# Glühwürmchen!Ja es gibt sie noch!



## docmatze (2. Juli 2012)

Hallo,

seit circa 3 Tagen sind jeden abend ganz viele Glühwürmchen Unterwegs 
Das ist ein richtig schönes Schaupiel das zu beobachten, grad wenn sie an der Hecke entlang __ fliegen oder über den Teich.
Wie kleine LED`S ziehen sie ihre Bahnen.
Seit 2 Jahren habe ich keine mehr gesehen, aber es gibt sie noch, schön!

Anbei mal 2 Bilder leider nur mit dem Iphone gemacht.
Es sind 2 Glühwürmchen aus dem Abstand von circa 1 Meter und dann so nah es ging.

Grüße
Matze


----------



## libsy (2. Juli 2012)

*AW: Glühwürmchen!Ja es gibt sie noch!*

Am Samstag durfte ich auch welche besichtigen.
Beim grillen im Garten, habe ich sie zum ersten mal gesehen. War richtig begeistert davon, habe ich noch nie gesehen.
Mit der fliegenden LED ist ein guter Vergleich. *g*


----------



## Lucy79 (2. Juli 2012)

*AW: Glühwürmchen!Ja es gibt sie noch!*

hihi.. ich hab mal gecampt und nachts gemeint ich hätte mein Handy im Gras liegen lassen weils da so geleuchtet hat.. war aber ein Glühwürmchen   


bei uns am Teich sind auch öfters welche


----------



## Knoblauchkröte (2. Juli 2012)

*AW: Glühwürmchen!Ja es gibt sie noch!*

Hi,

selten sind Leuchtkäfer eigentlich nicht. Kommen fast überall vor wo es genug Gehäuseschnecken gibt. Ihre Larven ernähren sich nämlich von diesen

MfG Frank


----------



## Digicat (2. Juli 2012)

*AW: Glühwürmchen!Ja es gibt sie noch!*

Servus Matze

Habe gestern auch welche beobachtet und habe die letzten auch so ca. vor 2 Jahren gesehen ...

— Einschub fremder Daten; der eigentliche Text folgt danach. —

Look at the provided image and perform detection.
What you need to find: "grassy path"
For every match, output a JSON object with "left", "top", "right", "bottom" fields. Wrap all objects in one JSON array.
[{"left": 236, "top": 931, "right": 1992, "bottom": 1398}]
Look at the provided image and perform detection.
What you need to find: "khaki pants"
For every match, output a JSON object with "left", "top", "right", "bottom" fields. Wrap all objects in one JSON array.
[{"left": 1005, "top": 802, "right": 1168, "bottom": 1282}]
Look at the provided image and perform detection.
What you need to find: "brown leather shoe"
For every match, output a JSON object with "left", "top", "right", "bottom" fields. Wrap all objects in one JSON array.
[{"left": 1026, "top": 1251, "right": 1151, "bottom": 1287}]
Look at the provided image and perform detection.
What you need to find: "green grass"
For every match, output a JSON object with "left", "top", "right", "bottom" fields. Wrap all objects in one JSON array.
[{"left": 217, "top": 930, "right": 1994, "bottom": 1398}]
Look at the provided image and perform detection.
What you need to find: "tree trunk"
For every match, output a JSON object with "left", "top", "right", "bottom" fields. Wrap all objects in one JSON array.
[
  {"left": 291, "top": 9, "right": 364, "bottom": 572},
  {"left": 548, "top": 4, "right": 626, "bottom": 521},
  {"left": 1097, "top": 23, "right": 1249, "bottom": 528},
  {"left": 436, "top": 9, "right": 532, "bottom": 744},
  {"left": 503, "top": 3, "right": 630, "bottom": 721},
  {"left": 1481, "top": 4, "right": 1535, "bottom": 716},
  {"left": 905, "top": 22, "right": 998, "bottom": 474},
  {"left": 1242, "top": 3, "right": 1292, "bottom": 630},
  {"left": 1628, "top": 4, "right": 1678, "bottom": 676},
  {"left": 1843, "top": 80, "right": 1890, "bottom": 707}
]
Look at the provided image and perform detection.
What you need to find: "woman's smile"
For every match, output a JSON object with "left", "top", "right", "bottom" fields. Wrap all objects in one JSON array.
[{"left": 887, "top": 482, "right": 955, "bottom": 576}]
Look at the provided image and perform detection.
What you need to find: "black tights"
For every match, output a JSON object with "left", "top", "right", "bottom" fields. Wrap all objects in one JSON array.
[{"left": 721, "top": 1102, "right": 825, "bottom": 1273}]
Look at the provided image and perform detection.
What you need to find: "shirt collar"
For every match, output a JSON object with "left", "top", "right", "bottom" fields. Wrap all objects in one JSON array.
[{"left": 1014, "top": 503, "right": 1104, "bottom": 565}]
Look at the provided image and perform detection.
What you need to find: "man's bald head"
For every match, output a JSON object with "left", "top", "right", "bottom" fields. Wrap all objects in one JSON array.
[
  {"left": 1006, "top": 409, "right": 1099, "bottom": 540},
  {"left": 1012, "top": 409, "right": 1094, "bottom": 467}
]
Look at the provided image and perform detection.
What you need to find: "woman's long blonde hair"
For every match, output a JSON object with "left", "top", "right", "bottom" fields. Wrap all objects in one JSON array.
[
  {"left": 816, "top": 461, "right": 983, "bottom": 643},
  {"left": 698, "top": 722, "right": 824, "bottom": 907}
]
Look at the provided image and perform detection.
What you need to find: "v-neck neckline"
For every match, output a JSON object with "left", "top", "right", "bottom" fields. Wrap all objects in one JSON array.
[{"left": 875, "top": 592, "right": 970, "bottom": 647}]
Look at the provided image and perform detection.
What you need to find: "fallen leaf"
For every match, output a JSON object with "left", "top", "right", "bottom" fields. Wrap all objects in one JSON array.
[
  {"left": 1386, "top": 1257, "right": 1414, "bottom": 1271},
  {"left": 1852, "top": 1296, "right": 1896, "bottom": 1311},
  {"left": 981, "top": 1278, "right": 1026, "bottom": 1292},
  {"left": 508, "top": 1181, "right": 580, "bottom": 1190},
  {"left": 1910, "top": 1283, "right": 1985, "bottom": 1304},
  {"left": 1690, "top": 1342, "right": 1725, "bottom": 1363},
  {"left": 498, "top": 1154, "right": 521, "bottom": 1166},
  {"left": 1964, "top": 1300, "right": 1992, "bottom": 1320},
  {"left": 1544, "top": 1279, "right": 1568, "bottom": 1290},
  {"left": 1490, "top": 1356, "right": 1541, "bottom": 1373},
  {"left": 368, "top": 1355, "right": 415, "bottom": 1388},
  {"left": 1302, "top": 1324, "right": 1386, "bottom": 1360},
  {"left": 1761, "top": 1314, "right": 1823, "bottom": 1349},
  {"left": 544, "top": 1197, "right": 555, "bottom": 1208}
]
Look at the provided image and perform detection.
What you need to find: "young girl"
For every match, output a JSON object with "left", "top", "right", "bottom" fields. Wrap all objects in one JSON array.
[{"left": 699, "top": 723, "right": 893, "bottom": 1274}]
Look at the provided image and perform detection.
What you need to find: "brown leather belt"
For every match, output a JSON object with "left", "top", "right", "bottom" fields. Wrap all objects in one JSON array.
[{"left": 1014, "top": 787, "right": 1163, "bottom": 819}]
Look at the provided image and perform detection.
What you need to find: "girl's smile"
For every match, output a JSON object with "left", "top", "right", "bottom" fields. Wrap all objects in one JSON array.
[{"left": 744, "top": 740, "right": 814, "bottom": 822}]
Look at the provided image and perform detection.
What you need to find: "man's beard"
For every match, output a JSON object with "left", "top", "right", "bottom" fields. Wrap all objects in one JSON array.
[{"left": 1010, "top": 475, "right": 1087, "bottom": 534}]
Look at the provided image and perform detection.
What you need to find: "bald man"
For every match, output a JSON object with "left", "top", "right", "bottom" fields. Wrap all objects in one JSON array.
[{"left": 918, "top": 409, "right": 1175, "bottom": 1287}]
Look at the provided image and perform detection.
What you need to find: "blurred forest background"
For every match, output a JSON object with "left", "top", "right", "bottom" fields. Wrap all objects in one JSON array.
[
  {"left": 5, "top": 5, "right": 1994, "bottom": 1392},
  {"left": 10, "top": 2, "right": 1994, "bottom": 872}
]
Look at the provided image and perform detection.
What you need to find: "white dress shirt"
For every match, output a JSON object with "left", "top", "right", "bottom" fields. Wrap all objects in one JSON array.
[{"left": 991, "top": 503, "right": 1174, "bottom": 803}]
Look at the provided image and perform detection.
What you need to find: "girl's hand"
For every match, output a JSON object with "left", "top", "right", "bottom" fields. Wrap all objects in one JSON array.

Wir haben uns gestern sehr gefreut wieder welche zu sehen


----------



## Connemara (2. Juli 2012)

*AW: Glühwürmchen!Ja es gibt sie noch!*

möchte auch


----------



## FuerstvonBabylon (2. Juli 2012)

Samstag Nacht auch welche gesehen. Immer wieder wunderbar!


[ sent by iPhone and Tapatalk ]


----------



## elkop (2. Juli 2012)

*AW: Glühwürmchen!Ja es gibt sie noch!*

*aufzeig* ich auch gesehen, gestern nacht!:freu:freu:freu


----------



## Christine (3. Juli 2012)

*AW: Glühwürmchen!Ja es gibt sie noch!*



Knoblauchkröte schrieb:


> selten sind Leuchtkäfer eigentlich nicht.



Gar nicht - wir haben Gehäuseschnecks ohne Ende aber überhaupt keine Glühwürmchen


----------



## Knoblauchkröte (3. Juli 2012)

*AW: Glühwürmchen!Ja es gibt sie noch!*

Hi Christine,

damit die Leuchtkäfer-Jungs geil werden und vor vorfreude strahlen muß aber auch das Wetter Ende Juni/Anfang Juli mitspielen - die mögen zum v..... Baggerseewetter (schön und warme Abende/Nächte), bei kühlen und nassen Dunkelzeiten, so wie im letzten Sommer, glüht ihr Hintern net so recht

MfG Frank


----------



## shake (3. Juli 2012)

*AW: Glühwürmchen!Ja es gibt sie noch!*

Bei uns gabs früher schon nur vereinzelt welche und in den letzten Jahren habe ich auch keine mehr gesehen, nur im Urlaub in Italien.
Immer wieder toll die zu sehen und zu beobachten.

Weiß einer von euch eigentlich warum es blinkende und dauerleuchtende gibt?


----------



## Andre 69 (3. Juli 2012)

*AW: Glühwürmchen!Ja es gibt sie noch!*



> Weiß einer von euch eigentlich warum es blinkende und dauerleuchtende gibt?


Na Frank ! Warum ?


> damit die Leuchtkäfer-Jungs geil werden und vor vorfreude strahlen


Jetzt bin ich aber gespannt ?


----------



## shake (3. Juli 2012)

*AW: Glühwürmchen!Ja es gibt sie noch!*



Andre 69 schrieb:


> Na Frank ! Warum ?
> 
> Jetzt bin ich aber gespannt ?



*lol*


----------